Dés que Théodose apprit l’infortune et la fuite de Valentinien, il vint trouver ce jeune prince à Thessalonique, accompagné d’une grande partie du sénat. Après avoir reproché à Justine son hérésie, à laquelle il attribuait ses malheurs, il lui promit de rétablir son fils sur le trône et resserra les liens qui Punissaient à lui, en épousant sa sœur Galla. Lorsqu’il eut réuni ses légions, il s’avança en Pannonie où il rencontra près de Siscie, sur les bords de la Save, Maxime, qui venait le combattre à la tête de toutes les forces de l’Occident. Cette guerre ne dura que deux mois, la cavalerie formidable des Huns, des Alains et des Goths, qui servaient alors Théodose passe intrépidement la Save à la nage, enfonce, épouvante et met en fuite les Germains et les Gaulois de l’armée de Maxime.
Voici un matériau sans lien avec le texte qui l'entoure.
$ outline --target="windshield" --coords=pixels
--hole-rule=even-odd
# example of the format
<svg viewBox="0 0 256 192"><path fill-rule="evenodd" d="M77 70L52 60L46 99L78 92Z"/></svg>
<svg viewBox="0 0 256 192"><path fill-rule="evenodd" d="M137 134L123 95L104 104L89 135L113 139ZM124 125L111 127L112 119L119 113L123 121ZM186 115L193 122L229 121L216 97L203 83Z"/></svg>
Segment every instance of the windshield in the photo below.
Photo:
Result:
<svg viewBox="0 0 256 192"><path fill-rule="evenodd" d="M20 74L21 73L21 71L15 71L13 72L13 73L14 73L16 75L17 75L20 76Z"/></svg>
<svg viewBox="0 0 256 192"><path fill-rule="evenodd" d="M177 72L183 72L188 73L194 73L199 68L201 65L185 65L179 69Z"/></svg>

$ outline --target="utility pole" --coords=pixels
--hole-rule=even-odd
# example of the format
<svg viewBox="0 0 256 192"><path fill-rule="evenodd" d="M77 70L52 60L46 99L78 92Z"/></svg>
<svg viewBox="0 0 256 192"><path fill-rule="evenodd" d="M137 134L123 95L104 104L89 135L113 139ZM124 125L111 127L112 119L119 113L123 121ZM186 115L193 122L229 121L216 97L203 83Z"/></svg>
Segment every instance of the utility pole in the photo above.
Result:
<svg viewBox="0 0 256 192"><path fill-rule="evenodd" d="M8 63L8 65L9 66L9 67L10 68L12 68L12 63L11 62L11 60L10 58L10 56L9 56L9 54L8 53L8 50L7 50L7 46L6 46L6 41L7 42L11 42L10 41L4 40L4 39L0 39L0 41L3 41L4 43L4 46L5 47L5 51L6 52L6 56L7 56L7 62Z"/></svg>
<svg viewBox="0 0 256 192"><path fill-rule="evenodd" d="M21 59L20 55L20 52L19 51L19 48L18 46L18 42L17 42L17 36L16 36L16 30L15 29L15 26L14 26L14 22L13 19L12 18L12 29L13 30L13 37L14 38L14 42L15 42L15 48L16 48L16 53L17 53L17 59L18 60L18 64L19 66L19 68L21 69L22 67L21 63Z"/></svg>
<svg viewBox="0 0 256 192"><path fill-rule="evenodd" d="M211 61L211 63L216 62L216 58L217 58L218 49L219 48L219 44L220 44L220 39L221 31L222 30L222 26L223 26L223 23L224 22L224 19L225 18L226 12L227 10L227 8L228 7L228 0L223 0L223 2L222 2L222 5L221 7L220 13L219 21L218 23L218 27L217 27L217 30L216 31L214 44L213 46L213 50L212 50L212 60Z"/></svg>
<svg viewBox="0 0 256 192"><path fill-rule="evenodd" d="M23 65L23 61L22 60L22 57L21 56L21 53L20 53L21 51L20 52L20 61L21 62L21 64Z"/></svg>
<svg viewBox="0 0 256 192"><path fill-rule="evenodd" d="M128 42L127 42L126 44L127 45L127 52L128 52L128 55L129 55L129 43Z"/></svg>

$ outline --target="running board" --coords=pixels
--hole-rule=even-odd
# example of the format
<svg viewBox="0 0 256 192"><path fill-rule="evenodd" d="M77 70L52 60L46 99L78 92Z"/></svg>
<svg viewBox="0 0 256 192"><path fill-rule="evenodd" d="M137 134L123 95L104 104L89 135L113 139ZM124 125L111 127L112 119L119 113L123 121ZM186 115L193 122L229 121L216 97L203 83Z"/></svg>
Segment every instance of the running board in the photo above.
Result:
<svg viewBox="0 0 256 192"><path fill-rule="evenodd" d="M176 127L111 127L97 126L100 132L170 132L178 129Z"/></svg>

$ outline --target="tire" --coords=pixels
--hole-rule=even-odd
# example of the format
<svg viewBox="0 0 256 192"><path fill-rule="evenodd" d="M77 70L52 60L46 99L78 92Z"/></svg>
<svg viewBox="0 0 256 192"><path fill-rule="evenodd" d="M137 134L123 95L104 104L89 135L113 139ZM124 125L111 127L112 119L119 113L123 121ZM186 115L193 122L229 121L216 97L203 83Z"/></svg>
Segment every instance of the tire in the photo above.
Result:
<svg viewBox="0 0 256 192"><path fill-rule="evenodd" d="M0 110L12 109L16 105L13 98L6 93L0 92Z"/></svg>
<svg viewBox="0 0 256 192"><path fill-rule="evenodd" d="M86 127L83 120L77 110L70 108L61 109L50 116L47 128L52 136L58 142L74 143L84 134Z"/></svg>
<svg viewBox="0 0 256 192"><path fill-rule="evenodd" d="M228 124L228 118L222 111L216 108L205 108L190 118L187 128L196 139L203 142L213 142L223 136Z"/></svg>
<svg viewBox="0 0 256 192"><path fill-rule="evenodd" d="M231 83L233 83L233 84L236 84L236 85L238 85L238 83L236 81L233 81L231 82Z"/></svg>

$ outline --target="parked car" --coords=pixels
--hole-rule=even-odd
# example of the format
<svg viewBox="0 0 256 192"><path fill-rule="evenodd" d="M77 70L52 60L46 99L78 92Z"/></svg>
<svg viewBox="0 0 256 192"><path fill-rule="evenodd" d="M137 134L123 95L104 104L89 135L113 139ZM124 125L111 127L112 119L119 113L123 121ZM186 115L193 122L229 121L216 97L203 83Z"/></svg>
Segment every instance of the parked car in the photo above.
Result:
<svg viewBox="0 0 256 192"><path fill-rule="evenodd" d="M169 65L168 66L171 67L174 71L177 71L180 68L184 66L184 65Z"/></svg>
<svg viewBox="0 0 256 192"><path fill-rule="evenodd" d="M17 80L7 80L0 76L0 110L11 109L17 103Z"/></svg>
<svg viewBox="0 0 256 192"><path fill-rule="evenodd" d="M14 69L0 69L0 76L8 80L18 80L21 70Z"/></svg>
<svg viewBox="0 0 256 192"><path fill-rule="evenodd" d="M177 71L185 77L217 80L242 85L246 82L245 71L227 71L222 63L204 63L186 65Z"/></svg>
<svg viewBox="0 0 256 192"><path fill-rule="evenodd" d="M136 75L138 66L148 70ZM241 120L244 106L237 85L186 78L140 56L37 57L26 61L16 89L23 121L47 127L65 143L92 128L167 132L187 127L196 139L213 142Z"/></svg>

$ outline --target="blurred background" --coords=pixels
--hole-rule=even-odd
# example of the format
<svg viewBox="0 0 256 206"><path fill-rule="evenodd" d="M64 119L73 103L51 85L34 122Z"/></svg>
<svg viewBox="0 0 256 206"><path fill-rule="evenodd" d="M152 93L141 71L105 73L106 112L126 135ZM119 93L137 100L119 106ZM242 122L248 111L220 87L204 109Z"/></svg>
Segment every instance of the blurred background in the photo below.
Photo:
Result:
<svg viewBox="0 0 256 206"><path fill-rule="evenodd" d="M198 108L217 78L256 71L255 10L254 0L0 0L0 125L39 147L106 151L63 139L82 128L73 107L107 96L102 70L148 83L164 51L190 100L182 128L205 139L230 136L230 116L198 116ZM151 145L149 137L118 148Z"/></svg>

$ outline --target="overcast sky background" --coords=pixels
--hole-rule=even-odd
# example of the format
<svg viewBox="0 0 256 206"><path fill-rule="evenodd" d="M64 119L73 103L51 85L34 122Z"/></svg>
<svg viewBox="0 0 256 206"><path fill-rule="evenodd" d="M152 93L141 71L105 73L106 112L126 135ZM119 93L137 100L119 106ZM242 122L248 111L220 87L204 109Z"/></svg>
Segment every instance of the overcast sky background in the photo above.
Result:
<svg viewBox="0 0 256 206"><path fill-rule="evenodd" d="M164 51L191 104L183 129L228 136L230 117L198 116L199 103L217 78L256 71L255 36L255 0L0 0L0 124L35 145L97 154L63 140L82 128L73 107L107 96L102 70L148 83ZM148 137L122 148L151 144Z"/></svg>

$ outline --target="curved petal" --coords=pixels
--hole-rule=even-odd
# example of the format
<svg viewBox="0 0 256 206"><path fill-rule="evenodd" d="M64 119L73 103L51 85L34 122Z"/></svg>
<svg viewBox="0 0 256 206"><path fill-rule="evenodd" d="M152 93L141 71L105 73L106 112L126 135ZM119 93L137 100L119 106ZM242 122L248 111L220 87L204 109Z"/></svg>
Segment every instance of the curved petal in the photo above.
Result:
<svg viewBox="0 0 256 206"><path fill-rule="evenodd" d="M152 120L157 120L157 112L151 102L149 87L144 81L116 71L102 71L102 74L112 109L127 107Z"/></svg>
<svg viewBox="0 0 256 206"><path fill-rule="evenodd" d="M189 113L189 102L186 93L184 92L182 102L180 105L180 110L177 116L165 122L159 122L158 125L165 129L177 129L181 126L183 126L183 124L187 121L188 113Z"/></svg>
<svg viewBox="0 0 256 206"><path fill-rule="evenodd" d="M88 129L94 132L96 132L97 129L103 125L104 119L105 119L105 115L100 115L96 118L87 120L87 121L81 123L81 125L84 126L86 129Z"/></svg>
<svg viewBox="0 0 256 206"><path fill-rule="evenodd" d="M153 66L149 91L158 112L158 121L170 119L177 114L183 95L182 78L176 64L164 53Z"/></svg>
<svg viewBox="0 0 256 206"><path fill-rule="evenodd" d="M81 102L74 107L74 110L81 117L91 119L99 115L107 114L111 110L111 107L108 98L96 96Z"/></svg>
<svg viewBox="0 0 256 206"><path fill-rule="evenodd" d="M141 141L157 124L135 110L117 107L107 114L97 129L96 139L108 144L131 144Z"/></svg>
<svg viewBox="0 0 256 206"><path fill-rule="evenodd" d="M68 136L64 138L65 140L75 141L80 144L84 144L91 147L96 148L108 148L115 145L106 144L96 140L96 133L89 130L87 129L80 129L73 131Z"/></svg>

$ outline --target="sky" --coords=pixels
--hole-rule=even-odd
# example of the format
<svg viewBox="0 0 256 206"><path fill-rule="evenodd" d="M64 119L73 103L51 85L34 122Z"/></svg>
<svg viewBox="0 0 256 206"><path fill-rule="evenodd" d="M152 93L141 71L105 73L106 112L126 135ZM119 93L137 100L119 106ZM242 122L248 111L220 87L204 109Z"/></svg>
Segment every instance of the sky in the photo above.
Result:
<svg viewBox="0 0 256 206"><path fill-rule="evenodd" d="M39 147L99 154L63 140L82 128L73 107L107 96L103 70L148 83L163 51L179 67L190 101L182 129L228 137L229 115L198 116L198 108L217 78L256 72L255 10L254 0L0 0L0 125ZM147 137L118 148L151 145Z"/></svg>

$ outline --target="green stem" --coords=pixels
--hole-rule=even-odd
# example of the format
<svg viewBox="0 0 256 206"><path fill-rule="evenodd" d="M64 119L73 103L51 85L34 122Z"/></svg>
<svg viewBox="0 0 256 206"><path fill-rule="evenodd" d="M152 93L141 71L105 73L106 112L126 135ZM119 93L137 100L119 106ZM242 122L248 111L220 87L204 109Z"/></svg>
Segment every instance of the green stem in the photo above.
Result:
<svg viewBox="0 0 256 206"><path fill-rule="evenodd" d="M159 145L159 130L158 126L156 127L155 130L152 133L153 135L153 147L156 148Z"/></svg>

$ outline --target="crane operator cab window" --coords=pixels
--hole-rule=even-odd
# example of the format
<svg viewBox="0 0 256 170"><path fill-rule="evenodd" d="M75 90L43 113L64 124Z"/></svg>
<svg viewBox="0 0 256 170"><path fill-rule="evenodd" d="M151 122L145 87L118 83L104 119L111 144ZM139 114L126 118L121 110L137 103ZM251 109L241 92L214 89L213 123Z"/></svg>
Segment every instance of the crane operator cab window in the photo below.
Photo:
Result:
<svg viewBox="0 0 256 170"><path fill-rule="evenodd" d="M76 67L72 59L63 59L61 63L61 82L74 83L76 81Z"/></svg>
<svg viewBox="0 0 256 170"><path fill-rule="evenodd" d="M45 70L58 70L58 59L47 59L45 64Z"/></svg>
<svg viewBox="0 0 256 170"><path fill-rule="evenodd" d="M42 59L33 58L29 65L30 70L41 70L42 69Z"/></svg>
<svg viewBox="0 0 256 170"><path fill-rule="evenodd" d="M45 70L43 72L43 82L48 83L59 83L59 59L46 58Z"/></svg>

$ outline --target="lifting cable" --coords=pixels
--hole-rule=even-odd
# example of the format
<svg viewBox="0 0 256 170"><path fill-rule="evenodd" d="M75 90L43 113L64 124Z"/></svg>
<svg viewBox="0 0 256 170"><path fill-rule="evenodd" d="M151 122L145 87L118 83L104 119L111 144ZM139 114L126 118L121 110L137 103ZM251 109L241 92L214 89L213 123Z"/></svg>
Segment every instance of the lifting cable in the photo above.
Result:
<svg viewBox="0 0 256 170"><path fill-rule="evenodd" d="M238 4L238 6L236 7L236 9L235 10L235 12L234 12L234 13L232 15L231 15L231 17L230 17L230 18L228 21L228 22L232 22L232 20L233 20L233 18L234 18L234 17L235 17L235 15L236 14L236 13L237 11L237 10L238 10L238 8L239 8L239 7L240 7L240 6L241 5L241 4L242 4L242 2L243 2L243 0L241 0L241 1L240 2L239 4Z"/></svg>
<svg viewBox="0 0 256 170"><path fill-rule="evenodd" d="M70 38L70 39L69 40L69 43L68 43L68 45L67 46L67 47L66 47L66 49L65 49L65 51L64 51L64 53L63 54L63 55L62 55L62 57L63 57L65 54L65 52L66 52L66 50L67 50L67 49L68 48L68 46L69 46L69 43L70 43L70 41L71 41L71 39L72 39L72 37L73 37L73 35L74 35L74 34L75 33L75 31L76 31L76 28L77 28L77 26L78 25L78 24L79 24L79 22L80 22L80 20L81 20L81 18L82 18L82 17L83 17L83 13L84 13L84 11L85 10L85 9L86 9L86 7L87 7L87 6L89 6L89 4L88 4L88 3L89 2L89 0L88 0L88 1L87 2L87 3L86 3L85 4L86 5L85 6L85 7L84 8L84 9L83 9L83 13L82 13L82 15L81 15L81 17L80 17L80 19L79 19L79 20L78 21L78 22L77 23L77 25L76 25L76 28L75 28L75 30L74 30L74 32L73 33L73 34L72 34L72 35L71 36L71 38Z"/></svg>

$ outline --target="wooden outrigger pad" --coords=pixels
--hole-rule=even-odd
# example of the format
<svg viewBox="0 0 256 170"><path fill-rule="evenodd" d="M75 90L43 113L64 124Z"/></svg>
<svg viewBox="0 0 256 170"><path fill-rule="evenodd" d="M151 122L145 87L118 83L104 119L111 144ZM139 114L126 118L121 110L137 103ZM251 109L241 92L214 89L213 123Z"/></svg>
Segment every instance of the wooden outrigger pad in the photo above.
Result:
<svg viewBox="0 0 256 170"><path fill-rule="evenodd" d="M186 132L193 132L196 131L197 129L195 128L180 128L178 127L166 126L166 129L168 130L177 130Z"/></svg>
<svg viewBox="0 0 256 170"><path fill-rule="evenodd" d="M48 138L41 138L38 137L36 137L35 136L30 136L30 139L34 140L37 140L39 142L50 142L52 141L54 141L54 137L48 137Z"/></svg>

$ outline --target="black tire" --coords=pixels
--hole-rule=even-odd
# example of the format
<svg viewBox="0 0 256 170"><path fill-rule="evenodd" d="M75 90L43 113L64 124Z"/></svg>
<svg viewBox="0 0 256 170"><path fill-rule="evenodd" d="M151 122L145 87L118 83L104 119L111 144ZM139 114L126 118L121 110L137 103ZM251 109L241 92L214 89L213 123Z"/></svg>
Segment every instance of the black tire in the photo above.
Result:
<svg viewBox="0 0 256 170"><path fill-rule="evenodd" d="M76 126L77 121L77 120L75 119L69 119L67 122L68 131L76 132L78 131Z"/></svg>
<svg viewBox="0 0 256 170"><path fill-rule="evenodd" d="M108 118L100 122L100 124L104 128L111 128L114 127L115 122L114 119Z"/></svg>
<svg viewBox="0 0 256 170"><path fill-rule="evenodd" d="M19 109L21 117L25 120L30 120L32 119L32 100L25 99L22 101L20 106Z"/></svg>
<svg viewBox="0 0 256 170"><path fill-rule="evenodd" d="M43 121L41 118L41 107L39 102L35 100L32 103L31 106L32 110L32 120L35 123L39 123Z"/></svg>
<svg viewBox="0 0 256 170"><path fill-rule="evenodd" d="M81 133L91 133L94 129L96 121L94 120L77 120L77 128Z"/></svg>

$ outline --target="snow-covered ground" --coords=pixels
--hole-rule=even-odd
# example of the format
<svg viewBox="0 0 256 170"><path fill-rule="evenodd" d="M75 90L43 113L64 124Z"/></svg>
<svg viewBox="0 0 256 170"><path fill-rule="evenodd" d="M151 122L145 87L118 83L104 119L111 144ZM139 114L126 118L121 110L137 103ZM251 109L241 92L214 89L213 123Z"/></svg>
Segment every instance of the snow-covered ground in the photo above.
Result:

Marcellinus, son frère, rétablit le combat avec un corps d’élite ; la bataille se prolonge jusqu’à la nuit, qui laisse la victoire indécise. Le lendemain, au moment où l’action recommence, une partie des troupes de l’Occident jette les armes, Maxime prend la fuite ; Théodose le poursuit si rapidement, qu’il arrive presque en même temps que lui aux portes d’Aquilée. Le peuple de cette ville se révolte, dépouille Maxime de ses ornements, l’enchaîne et le traîne aux pieds de l’empereur. Théodose, touché de ses prières, est tenté de lui pardonner ; mais se rappelant, après quelque hésitation, qu’il doit une victime aux mânes de Gratien, il livre ce tyran aux soldats qui lui tranchent la tête. Un Franc, nommé Arbogaste, que sa bravoure et les suffrages des soldats avaient élevé de grade en grade à celui de général, poursuivit les débris de l’armée vaincue, et tua Victor, fils de Maxime, qui la commandait.

Théodose, après avoir apaisé les troubles auxquels la ville de Milan se trouvait en proie, et replacé Valentinien II sur son trône, entra en triomphe dans Rome, comme le grand Constantin.

En prononçant l’éloge de l’empereur, la flatterie parla le langage de la vérité. L’opinion publique approuvait les louanges données à un prince dont on admirait l’activité, la bravoure, l’habileté, la gloire, et dont on respectait la justice, la bienfaisance et la chasteté ; mais il n’est pas de vertu sans mélange ; la sienne fut souvent ternie par le fanatisme et par un penchant à la colère qu’il travaillait continuellement à vaincre, mais qu’il ne put pas toujours dompter.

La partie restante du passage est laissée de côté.